AE 07: Practicing with probabilities
Goal
Understand and calculate basic probabilities using a real-world dataset.
Data
A cohort study on coffee consumption and mortality from:
Did not die |
Died | |
---|---|---|
Does not drink coffee | 5438 | 1039 |
Drinks coffee occasionally | 29712 | 4440 |
Drinks coffee regularly | 24934 | 3601 |
Source: https://www.ncbi.nlm.nih.gov/pmc/articles/PMC5788283/
Definitions:
Event A: The person died.
Event B: The person is a non-coffee drinker.
Two important rules
Suppose we have events \(A\) and \(B\), with probabilities \(P(A)\) and \(P(B)\) of occurring.

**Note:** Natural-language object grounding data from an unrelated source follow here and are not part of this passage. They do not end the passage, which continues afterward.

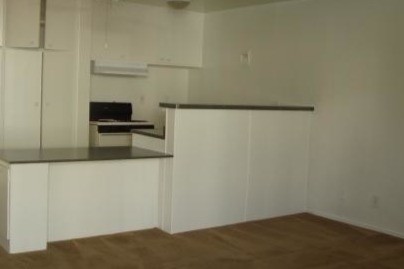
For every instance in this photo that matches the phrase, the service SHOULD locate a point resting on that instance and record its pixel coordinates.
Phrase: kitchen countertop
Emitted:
(78, 154)
(156, 133)
(237, 107)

Based on the Kolmogorov axioms:
- Complement Rule: \(P(A^c) = 1 - P(A)\)
- Inclusion-Exclusion: \(P(A \text{ or } B) = P(A) + P(B) - P(A \text{ and } B)\)
Exercises
Calculate the following probabilities for a randomly selected person in the cohort:
Calculate the total number of people in the cohort:
\(Total=5438+1039+29712+4440+24934+3601\)
Add response here.
Calculate \(\small{P(A)}\): Probability that the person died
\(\small{P(A)} = \frac{\text{Total number of people who died}}{\text{Total number of people in the cohort}}\)
Add response here.
Calculate \(\small{P(B)}\): Probability that the person is a non-coffee drinker
\(\small{P(B)} = \frac{\text{Total number of non-coffee drinkers}}{\text{Total number of people in the cohort}}\)
Add response here.
Calculate \(\small{P(A \text{ and } B)}\): Probability that the person died and is a non-coffee drinker
\(\small{P(A \cap B)}=\frac{\text{Number of people who died and are non-coffee drinks}}{\text{Total number of people in the cohort}}\)
Add response here.
Calculate \(\small{P(A \text{ or } B)}\) using the formula for the union of two events:
\(\small{P(A \cup B)}=\small{P(A)}+\small{P(B)}-\small{P(A \cap B)}\)
Add response here.
Calculate \(\small{P(A \text{ or } B^c)}\): Probability that the person died or is a non-coffee drinker
\(\small{P(A \cup B^c)}=\small{P(A)}+\small{P(B^c)}-\small{P(A \cap B^c)}\)
Add response here.
Note: \(\small{P(B^c)}\) is the complement of event \(B\) (i.e., people who drink coffee occasionally or regularly).
Discussion Questions:
What do these probabilities tell us about the relationship between coffee consumption and mortality in this cohort?
Are there any limitations to interpreting these probabilities as causal effects?
How might additional factors or confounders influence these probabilities?